The Government take that issue very seriously and we are therefore taking steps to address it. Existing statutory guidance for local authorities about children going missing from care applies regardless of immigration status. Last week, we published proposals to improve services for unaccompanied asylum-seeking children, including better procedures for identifying and supporting the victims of trafficking.
In December, we published specific guidance, “Safeguarding Children who may have been trafficked”. That includes action for local authorities and all practitioners who work with children to take when potentially trafficked children enter care to protect them from further exploitation.
Since local authority safe houses are anything but safe, hundreds of unaccompanied asylum-seeking children go missing each year because the provisions are insecure and it would not be acceptable to lock them up. Will the Under-Secretary ensure that children trafficked into the main London airports and those elsewhere in this country do not go to local authority care homes and safe houses close to the airport, because the traffickers know that that happens? They wait in cars outside those homes to pluck the children out of them within hours of their being placed there.
I pay tribute to the work that the hon. Gentleman does in this area. He is quite right: it is a problem that trafficked children can go missing from care, often returning to those who trafficked them. He is also right to identify the problem of keeping them secure. He may be aware that the Border and Immigration Agency published its response to the public consultation exercise last week. One of the measures announced was a response to exactly the point that the hon. Gentleman made; in other words, there is a need to place unaccompanied asylum-seeking children in a network of specialist local authorities, to ensure that they receive the expert services that they need.
But are those local authorities going to be given the support that they need to ensure that they can keep tabs on the children concerned? It is an absolute disgrace in the 21st century that children who are at such risk cannot receive that support from the United Kingdom.

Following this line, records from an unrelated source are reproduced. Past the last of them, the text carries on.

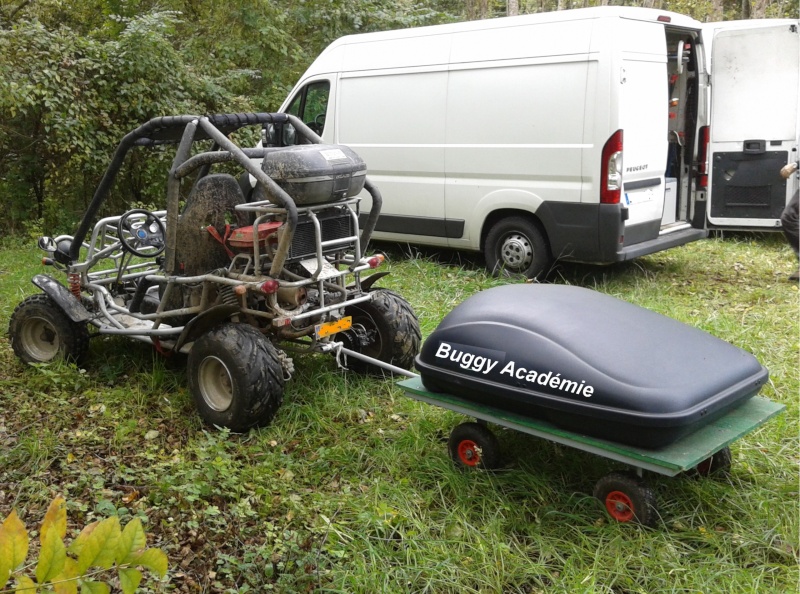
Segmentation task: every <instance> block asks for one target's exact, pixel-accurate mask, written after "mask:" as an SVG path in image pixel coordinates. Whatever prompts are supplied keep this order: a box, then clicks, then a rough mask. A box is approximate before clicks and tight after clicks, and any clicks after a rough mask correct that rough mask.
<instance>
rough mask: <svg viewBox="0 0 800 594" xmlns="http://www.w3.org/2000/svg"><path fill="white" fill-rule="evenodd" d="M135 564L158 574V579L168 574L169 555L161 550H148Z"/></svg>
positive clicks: (140, 556)
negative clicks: (168, 562) (168, 556)
mask: <svg viewBox="0 0 800 594" xmlns="http://www.w3.org/2000/svg"><path fill="white" fill-rule="evenodd" d="M133 563H134V564H135V565H141V566H142V567H144V568H146V569H149V570H150V571H152V572H153V573H156V574H158V577H164V576H165V575H166V573H167V555H166V553H164V551H162V550H161V549H147V550H146V551H145V552H144V553H142V554H141V555H139V556H138V557H136V558H135V559H134V560H133Z"/></svg>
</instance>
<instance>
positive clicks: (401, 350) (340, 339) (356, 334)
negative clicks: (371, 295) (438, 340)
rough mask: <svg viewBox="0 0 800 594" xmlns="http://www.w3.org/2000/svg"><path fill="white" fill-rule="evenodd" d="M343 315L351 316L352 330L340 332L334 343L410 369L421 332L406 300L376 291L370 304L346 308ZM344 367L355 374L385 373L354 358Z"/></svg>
mask: <svg viewBox="0 0 800 594" xmlns="http://www.w3.org/2000/svg"><path fill="white" fill-rule="evenodd" d="M345 315H347V316H353V327H352V328H351V329H350V330H347V331H345V332H341V333H339V335H337V337H336V340H341V341H342V342H343V343H344V346H345V347H347V348H349V349H350V350H353V351H356V352H358V353H362V354H364V355H367V356H369V357H372V358H373V359H378V360H379V361H383V362H384V363H390V364H391V365H394V366H396V367H400V368H401V369H411V367H412V366H413V365H414V357H416V356H417V353H419V347H420V343H421V342H422V333H421V332H420V329H419V320H417V316H416V314H415V313H414V310H413V309H412V308H411V305H410V304H409V303H408V301H406V300H405V299H403V298H402V297H401V296H400V295H398V294H397V293H395V292H394V291H390V290H388V289H376V290H374V291H372V300H371V301H364V302H362V303H356V304H355V305H350V306H347V307H346V308H345ZM347 367H348V369H350V370H352V371H355V372H358V373H370V374H378V375H381V374H383V373H388V372H386V371H385V370H383V369H382V368H380V367H377V366H375V365H371V364H369V363H367V362H366V361H361V360H360V359H356V358H355V357H350V358H349V359H348V360H347Z"/></svg>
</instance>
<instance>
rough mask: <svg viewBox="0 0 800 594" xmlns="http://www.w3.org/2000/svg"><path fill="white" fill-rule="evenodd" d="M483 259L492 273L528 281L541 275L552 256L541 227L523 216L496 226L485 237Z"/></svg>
mask: <svg viewBox="0 0 800 594" xmlns="http://www.w3.org/2000/svg"><path fill="white" fill-rule="evenodd" d="M483 253H484V257H485V258H486V267H487V268H488V269H489V272H491V273H492V274H495V275H500V274H505V275H508V276H512V275H516V274H522V275H524V276H526V277H528V278H538V277H540V276H542V275H543V274H544V273H545V272H546V271H547V269H548V267H549V266H550V253H549V251H548V249H547V242H546V241H545V238H544V234H543V233H542V231H541V230H540V229H539V227H538V225H537V224H536V223H534V222H533V221H531V220H529V219H526V218H524V217H508V218H505V219H501V220H499V221H498V222H497V223H495V224H494V225H493V226H492V228H491V229H489V234H488V235H487V236H486V244H485V246H484V251H483Z"/></svg>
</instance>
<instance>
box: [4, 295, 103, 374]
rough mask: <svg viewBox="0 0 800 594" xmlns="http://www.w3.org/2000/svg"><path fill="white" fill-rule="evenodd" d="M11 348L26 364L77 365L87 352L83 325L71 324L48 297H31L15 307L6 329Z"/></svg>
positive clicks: (56, 305) (65, 317) (87, 336)
mask: <svg viewBox="0 0 800 594" xmlns="http://www.w3.org/2000/svg"><path fill="white" fill-rule="evenodd" d="M8 334H9V337H10V338H11V348H12V349H13V350H14V353H15V354H16V355H17V357H19V358H20V359H21V360H22V361H24V362H25V363H49V362H50V361H53V360H55V359H59V358H61V359H64V360H66V361H72V362H74V363H80V362H81V361H83V359H84V358H85V357H86V353H87V351H88V350H89V329H88V328H87V326H86V323H85V322H73V321H72V320H71V319H70V318H69V316H67V314H65V313H64V311H63V310H62V309H61V308H60V307H59V306H58V304H57V303H56V302H55V300H53V299H52V298H51V297H50V296H49V295H46V294H44V293H39V294H37V295H31V296H30V297H27V298H26V299H25V300H23V301H22V303H20V304H19V305H17V307H16V309H14V313H13V314H11V320H10V322H9V325H8Z"/></svg>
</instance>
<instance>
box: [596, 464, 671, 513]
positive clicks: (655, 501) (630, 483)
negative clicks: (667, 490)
mask: <svg viewBox="0 0 800 594" xmlns="http://www.w3.org/2000/svg"><path fill="white" fill-rule="evenodd" d="M594 496H595V497H597V498H598V499H599V500H600V501H601V502H602V503H603V506H604V507H605V508H606V511H607V512H608V515H610V516H611V517H612V518H613V519H614V520H616V521H617V522H622V523H626V522H639V523H640V524H642V525H643V526H653V525H655V523H656V520H657V519H658V509H657V507H656V498H655V495H654V494H653V491H651V490H650V487H648V486H647V484H646V483H645V482H644V481H643V480H642V479H640V478H639V477H637V476H635V475H632V474H627V473H624V472H612V473H611V474H608V475H606V476H604V477H603V478H601V479H600V480H599V481H597V485H596V486H595V488H594Z"/></svg>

Yes, and my hon. Friend is quite right to describe the trafficking of children as an absolute disgrace. As I mentioned earlier, the Home Office published the results of its public consultation exercise last week, which include better procedures to assess the age of children, ensuring that adults and children are not accommodated together, and putting in place better procedures to identify and support asylum-seeking children who are the victims of trafficking, while paying particular attention to those who are at risk of going missing or suffering further harm or exploitation.